Dezenas de legisladores japoneses, incluindo um ministro do gabinete, visitaram um santuário dedicado aos mortos nas guerras do Japão, na sexta-feira (21), em um movimento que poderá desencadear protestos em outras partes da Ásia, onde o santuário é considerado um símbolo do passado militar do japonês.
O primeiro-ministro, Shinzo Abe, enviou uma oferenda ritual ao festival da primavera do Santuário Yasukuni, em um momento em que o Japão busca maior cooperação com a China e a Coréia do Sul, diante das crescentes tensões sobre os programas nucleares e de mísseis da Coréia do Norte.

Os vizinhos asiáticos ficaram ultrajados, no passado, porque políticos japoneses visitaram o santuário, no centro de Tóquio, como uma forma de honrar 14 líderes condenados por um tribunal aliado como criminosos de guerra, juntamente com outros que pereceram no conflito.
Cerca de 95 parlamentares prestaram homenagem, em massa, nesta sexta-feira (21), disse a NHK, incluindo a ministra das Comunicações, Sanae Takaichi, que normalmente visita o santuário nos festivais semestrais e em 15 de agosto, aniversário da rendição da Segunda Guerra Mundial.

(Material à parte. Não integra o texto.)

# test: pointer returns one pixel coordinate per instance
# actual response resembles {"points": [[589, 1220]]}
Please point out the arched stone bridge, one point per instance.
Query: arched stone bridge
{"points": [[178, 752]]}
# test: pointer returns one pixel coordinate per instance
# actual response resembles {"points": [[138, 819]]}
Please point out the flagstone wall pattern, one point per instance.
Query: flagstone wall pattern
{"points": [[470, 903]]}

O ministro da Saúde, Yasuhisa Shiozaki, enviou uma oferenda ritual, assim como Abe, mas nenhum deles deverá fazer a visita, acrescentou a NHK.
Abe visitou o santuário apenas uma vez, em dezembro de 2013, desde que se tornou primeiro-ministro, no ano anterior.
Ao invés de comparecer pessoalmente, Abe preferiu optar por enviar ofertas rituais em diversas ocasiões, em um esforço para melhorar os laços com a China e a Coréia do Sul, que estão tensas por disputas territoriais e outras.

Não havia nenhum sinal de que a ministra da Defesa, Tomomi Inada, que foi acusado pela China de interpretar e deturpar a história da guerra, tenha visitado ou feito uma oferta no santuário.